Sarà che "The Killing Kind" è il primo album che io abbia acquistato degli Overkill, invogliato da una bella cover della Priestiana "Tyrant" su "Legends Of Metal", probabilmente uno dei migliori album di tributo di sempre; sarà che, tutto sommato, ero ancora un ragazzino alla scoperta del metal (ma quand'è che ho smesso di esserlo?) e che, nell'anno della sua uscita, l'album era quanto di più moderno ci fosse nell'ambito di chi era rimasto fedele al "buon vecchio metal", contrapposto alle tendenze nu metal-crossover dilaganti; sarà per tutto questo e per altro, ma io a TKK sono particolarmente legato.
È, questo, uno degli album più aggressivi della band americana, con brani rapidi, isterici, ossessivi e tecnici. Decima uscita (considerando il bellissimo "Wrecking Your Neck", il miglior album live della band) non risente affatto della carriera ormai decennale di questi giovani, ma non giovanissimi, thrashers. E infatti l'album è fresco, fedele allo stile ma moderno, sufficientemente vario per non essere mai noioso e regalare tante emozioni, condite da qualche bella sorpresa. L'opener come da tradizione Overkill è da battaglia: "Battle" colpisce pesante sotto le percussioni sapientemente agitate dall'ottimo Tim Mallare. Lo si capisce subito, è un sound diverso quello della nuova era che si apre: la produzione dà una paga a tutte gli album precedenti, soprattutto in fatto di pulizia dei suoni, e il cambio di entrambi i chitarristi non può passare inosservato. Certo, si perde un pò di rawness; delle iniziali influenze punk non c'è più traccia, e anche la vena blues di Ozzyana memoria viene più spesso accantonata. Perchè "Killing Kind" è un disco finalmente maturo, consapevole, che sa bene dove vuole portare l'ascoltatore. E infatti il trittico iniziale ("Battle", "God-Like", "Certifiable") è potente e frenetico come non mai; si respira nelle cupe atmosfere di "Burn You Down/The Ashes", davvero affascinante, e si riparte subito con "Let Me Shut That For You". "Bold Face Pagan Stomp" ricorda maggiormente lo stile espresso in "I Hear Black", ma il contesto gli conferisce un significato completamente diverso. "Feeding Frenzy" è la consueta intro strumentale, fatta a posta per esaltare il potente basso di D. D. Verni e fare un pò sfoggio delle qualità tecniche della "nuova" band. "The Cleansing", terzultumo brano dell'album, ci riporta su binari più tradizionali della storia Overkill; "The Morning After/Private Bleeding" è invece un ballatone commerciale inaspettato, penalizzato soprattutto dall'utilizzo di sonorità che gli Overkill, diciamocelo francamente, non sanno proprio proporre; un piano introduttivo accompagnato da un synth ignobile ci convince a passare all'ultimo pezzo. E qui si torna agli Overkill che conosciamo bene, quelli dei pezzi rapidi e pesanti, tecnici e divertenti, con un Bobby Blitz Ellsworth che conferma di essere in gran forma, a chiusura di un album degno e compiuto.

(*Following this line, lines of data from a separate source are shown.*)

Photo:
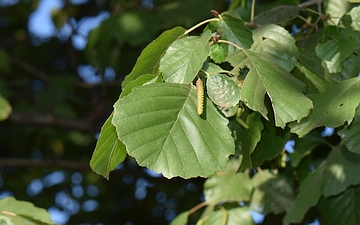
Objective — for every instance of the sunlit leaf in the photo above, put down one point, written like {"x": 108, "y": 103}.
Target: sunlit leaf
{"x": 278, "y": 15}
{"x": 222, "y": 90}
{"x": 332, "y": 108}
{"x": 272, "y": 193}
{"x": 184, "y": 58}
{"x": 275, "y": 42}
{"x": 5, "y": 108}
{"x": 267, "y": 78}
{"x": 228, "y": 185}
{"x": 162, "y": 130}
{"x": 341, "y": 209}
{"x": 351, "y": 134}
{"x": 109, "y": 150}
{"x": 148, "y": 61}
{"x": 21, "y": 212}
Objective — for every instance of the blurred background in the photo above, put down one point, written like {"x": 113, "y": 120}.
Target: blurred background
{"x": 61, "y": 66}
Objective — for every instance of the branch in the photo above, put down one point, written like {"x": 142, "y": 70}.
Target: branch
{"x": 50, "y": 120}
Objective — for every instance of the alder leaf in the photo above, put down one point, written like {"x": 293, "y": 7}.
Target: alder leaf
{"x": 148, "y": 61}
{"x": 222, "y": 90}
{"x": 275, "y": 42}
{"x": 351, "y": 134}
{"x": 109, "y": 150}
{"x": 267, "y": 77}
{"x": 184, "y": 58}
{"x": 332, "y": 108}
{"x": 161, "y": 129}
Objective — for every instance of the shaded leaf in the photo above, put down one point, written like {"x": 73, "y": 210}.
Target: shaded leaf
{"x": 21, "y": 212}
{"x": 304, "y": 147}
{"x": 5, "y": 108}
{"x": 161, "y": 129}
{"x": 109, "y": 150}
{"x": 351, "y": 134}
{"x": 148, "y": 61}
{"x": 338, "y": 46}
{"x": 226, "y": 186}
{"x": 233, "y": 29}
{"x": 275, "y": 42}
{"x": 272, "y": 193}
{"x": 309, "y": 195}
{"x": 184, "y": 58}
{"x": 341, "y": 209}
{"x": 222, "y": 90}
{"x": 266, "y": 77}
{"x": 272, "y": 142}
{"x": 332, "y": 108}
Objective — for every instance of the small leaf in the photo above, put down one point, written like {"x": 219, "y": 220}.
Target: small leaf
{"x": 272, "y": 193}
{"x": 5, "y": 108}
{"x": 222, "y": 90}
{"x": 351, "y": 134}
{"x": 184, "y": 58}
{"x": 267, "y": 77}
{"x": 148, "y": 61}
{"x": 22, "y": 212}
{"x": 275, "y": 42}
{"x": 161, "y": 129}
{"x": 109, "y": 150}
{"x": 332, "y": 108}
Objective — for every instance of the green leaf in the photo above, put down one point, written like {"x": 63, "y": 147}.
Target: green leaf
{"x": 278, "y": 15}
{"x": 337, "y": 47}
{"x": 267, "y": 77}
{"x": 233, "y": 29}
{"x": 143, "y": 79}
{"x": 351, "y": 134}
{"x": 275, "y": 42}
{"x": 21, "y": 212}
{"x": 5, "y": 108}
{"x": 304, "y": 147}
{"x": 272, "y": 193}
{"x": 222, "y": 90}
{"x": 355, "y": 17}
{"x": 229, "y": 216}
{"x": 309, "y": 195}
{"x": 109, "y": 150}
{"x": 273, "y": 140}
{"x": 247, "y": 139}
{"x": 218, "y": 55}
{"x": 184, "y": 58}
{"x": 342, "y": 170}
{"x": 161, "y": 129}
{"x": 227, "y": 186}
{"x": 331, "y": 108}
{"x": 148, "y": 61}
{"x": 341, "y": 209}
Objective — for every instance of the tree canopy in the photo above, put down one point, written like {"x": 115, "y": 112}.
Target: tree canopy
{"x": 195, "y": 111}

Un test passato con successo, dunque, quello degli Overkill al loro ennesimo cambio (stravolgimento?) di formazione. Se c'è una caratteristica che contraddistingue il marchio Overkill è senza dubbio quello di sapersi reinventare, di album in album, mantenendo una coerenza stilistica e di fine che tanti gruppi con molti meno problemi di formazione non hanno mai saputo mantenere, attratti dal desiderio di fama e fortuna economica. Un ottimo motivo per continuare a comprare i loro dischi e ascoltarli con piacere, non trovate?